Friday, 23 May 2014

MAY 2014 : NEPAL : DAY 15 : Numbhang (4000m) - Kyanjing Gompa (3800m)



               
          


           Day 15 : Numthang (4000m) - Kyanjing Gompa (3800m)

Day 15 : Numbhang to Kyanjing Gompa (4 hours)

Yeah, a sleep-in until 7.30am, supposedly...but woke at 5am - amazing sight - full moon over mountains. Sunny, sunny day so breakfast outside surrounded by mountain ranges. We left the campsite at about 8.30, leaving on a soft path along the river.

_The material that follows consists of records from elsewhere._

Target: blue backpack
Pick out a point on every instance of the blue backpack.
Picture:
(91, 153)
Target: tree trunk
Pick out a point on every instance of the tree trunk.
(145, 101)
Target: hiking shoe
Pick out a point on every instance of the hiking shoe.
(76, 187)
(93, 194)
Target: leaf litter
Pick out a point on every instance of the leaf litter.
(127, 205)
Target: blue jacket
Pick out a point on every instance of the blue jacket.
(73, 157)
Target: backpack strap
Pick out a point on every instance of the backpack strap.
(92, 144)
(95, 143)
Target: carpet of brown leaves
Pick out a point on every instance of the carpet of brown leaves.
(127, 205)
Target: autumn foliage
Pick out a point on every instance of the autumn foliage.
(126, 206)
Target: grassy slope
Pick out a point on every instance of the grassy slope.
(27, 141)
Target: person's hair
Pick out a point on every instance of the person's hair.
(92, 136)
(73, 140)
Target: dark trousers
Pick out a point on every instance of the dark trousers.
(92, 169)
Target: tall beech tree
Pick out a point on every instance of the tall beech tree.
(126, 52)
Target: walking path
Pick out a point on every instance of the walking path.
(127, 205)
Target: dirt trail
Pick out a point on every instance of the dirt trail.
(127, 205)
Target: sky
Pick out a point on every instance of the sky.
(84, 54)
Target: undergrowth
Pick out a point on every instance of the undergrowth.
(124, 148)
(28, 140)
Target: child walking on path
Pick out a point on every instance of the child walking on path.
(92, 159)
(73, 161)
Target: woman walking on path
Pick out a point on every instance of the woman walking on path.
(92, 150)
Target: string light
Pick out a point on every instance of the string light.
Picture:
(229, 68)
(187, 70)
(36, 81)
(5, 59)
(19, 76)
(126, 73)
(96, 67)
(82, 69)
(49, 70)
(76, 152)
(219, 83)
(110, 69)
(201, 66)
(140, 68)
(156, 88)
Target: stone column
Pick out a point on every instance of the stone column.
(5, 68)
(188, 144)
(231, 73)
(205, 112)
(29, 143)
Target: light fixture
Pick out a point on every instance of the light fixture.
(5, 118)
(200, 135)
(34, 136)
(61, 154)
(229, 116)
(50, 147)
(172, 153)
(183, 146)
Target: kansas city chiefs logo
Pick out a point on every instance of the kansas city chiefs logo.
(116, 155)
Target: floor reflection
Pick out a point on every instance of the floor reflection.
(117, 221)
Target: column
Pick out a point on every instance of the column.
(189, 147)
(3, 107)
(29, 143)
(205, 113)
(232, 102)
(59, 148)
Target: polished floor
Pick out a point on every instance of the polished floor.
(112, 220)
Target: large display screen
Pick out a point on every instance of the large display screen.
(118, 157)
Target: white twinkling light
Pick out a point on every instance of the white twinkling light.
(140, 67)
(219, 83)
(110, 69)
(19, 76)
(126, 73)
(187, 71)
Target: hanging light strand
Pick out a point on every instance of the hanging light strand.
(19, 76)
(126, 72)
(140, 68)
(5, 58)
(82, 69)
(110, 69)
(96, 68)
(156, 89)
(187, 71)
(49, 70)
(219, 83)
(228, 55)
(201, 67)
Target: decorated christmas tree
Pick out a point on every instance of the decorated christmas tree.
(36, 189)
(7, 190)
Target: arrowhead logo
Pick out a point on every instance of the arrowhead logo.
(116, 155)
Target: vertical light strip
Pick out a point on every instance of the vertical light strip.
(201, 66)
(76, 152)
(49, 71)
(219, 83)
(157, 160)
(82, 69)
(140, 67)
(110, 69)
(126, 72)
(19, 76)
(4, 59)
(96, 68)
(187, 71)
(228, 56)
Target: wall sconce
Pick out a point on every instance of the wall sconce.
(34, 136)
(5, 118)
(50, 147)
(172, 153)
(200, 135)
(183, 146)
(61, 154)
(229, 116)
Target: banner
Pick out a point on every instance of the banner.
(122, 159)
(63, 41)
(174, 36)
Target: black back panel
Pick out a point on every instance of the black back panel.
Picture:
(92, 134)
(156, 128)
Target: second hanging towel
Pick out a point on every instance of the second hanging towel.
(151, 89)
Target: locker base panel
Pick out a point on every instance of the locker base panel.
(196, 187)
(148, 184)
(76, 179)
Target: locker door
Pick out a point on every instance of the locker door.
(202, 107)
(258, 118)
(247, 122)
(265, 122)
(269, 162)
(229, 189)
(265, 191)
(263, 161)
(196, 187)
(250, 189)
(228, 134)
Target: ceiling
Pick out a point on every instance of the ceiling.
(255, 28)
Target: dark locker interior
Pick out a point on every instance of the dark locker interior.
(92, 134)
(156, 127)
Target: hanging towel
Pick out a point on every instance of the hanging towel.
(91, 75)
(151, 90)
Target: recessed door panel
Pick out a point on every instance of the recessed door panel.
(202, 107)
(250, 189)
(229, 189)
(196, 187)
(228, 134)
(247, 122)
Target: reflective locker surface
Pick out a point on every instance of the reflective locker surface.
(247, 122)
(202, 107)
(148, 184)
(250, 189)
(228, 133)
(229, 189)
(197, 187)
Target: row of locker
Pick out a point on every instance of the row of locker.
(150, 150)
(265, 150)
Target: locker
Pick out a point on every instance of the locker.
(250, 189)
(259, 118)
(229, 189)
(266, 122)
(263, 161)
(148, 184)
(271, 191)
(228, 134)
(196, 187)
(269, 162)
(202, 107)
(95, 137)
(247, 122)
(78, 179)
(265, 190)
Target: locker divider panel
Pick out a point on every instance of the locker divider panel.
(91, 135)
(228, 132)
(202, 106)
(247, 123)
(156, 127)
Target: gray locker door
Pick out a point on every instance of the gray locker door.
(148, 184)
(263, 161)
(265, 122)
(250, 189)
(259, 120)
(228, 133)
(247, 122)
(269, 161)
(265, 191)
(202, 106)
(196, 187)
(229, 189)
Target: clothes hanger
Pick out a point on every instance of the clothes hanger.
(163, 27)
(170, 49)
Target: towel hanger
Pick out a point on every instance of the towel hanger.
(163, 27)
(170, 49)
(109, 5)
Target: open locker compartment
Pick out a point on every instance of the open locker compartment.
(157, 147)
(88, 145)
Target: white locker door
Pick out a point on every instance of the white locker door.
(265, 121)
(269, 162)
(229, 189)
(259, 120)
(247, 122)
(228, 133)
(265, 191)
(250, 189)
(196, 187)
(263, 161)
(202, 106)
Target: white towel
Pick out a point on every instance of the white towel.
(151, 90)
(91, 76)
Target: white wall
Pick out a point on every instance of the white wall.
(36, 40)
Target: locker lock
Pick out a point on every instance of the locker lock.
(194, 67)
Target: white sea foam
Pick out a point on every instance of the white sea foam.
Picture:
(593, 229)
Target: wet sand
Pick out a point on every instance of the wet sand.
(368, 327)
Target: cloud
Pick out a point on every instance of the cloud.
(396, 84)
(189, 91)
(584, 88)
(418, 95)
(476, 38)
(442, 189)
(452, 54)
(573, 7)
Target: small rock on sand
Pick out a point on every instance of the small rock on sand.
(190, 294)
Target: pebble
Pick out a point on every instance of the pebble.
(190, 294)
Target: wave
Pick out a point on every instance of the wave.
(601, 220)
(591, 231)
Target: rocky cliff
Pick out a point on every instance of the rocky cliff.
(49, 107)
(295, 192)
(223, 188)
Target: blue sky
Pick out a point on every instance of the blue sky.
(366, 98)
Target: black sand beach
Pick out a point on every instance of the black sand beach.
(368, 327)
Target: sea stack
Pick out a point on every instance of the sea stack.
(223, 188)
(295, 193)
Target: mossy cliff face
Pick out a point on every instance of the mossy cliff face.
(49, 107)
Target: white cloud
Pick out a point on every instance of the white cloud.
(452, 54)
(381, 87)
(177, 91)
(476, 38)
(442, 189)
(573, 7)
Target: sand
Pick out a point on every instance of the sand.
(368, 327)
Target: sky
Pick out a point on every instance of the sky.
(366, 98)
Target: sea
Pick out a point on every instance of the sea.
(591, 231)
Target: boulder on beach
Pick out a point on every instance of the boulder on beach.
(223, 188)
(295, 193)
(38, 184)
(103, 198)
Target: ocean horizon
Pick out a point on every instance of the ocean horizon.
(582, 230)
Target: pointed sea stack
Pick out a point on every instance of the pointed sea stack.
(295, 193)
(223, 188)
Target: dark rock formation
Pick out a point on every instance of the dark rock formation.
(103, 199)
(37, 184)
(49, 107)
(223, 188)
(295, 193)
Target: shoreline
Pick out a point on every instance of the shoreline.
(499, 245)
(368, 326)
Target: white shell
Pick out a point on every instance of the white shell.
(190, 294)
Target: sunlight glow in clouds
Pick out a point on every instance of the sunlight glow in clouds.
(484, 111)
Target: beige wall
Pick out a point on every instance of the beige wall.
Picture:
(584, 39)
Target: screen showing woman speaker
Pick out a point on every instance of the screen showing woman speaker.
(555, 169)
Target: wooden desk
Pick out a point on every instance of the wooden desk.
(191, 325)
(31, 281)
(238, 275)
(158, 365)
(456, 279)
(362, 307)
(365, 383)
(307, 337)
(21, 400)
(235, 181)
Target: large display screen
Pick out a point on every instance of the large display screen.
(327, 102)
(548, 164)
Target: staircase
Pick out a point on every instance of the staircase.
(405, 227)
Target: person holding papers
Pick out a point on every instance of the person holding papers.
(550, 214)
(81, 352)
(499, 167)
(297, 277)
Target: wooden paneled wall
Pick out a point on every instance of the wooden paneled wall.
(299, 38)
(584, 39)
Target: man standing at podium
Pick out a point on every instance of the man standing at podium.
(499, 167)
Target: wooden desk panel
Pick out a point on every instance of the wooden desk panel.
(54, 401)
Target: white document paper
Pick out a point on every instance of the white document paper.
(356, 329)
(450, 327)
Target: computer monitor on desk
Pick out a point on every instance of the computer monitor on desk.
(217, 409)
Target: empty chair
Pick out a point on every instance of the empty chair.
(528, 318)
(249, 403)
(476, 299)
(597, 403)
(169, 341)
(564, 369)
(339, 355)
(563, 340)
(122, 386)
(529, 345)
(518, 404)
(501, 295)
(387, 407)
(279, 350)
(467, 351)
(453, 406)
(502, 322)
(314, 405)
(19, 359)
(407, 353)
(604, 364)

                                        
        


        

       
 Yaks were grazing, birds coasting down the river valley, native irises and primulas bordering the track, thar (wild goats) high on the hillsides. Satish pointed out the spot, Kanja La Pass, where a young trekker spent a month or so holed up in a cave, surviving only on a Mars Bar. This pass links the Langtang Valley to the Helambu. We had our first glimpse Langtang Lirung (7227m) and Langtang  (6956m). It is very rare for people to climb these peaks because there is a legend that you will die within a month of climbing.

    




We enjoyed a leisurely meander despite a cool headwind. Suddenly the scenery changed with a huge white expanse of stones - a rock glacier, in fact. We could see mist moving down the valley and the temperature plummeted. It was a relief to see our destination - the small settlement of Kyanjing Gompa.

       
        3 of our porters looking like 3 Wise Men crossing the desert of white moraine stones

       

 It is essentially made up of hostels or tea houses and some small handicraft stalls. We are settled in a large field in front of one of the lodges. The kitchen staff have taken over the lodge kitchen as Satish only trusts his own staff to serve our food to a high enough standard.


       


We've had an entertaining afternoon investigating the area. Bob, Lorraine and I were seduced into looking at a lady's handicrafts in her small one-roomed home. We all succumbed and bought some yak wool handicrafts for a few dollars. There are only a few tourists in the township - about 20. It must be so hard for them to make a living.



      

Friendly locals. Mainly Tibetan origin.

Satish had organised for us to visit the cheese factory. Established in the 1954 with Swiss technology but is now a run by the Nepalese Board of Agriculture. It operates during June and July
employing 12 locals. It produces a hard aromatic yak (technically nak - a female yak) cheese. Karin is a cheese aficionado and cheese maker bought some for us all to taste. Delicious. 

       
      
We then visited the 600 year-old Buddhist monastery, after which the village is named. A small basic, dark building with all the usual trappings - ornate paintings, colourful icons and shelves of prayer books, written in exquisite Tibetan script.


       

Lots of activity to keep us occupied for our last night camping.
Wonderful news. We were able to use a satellite phone today and we have found out that our son, Nick, and his wife, Kristie, had a baby girl, Pippa, on Friday 9 May. It is great to be in contact with the outside world again. We have not seen any foreigners until yesterday - 2 glaciologists from London University and a Norwegian yoga teacher.
We are also looking forward to some warm weather as we are still experiencing intermittent snow falls. And a hot shower, wouldn't go amiss.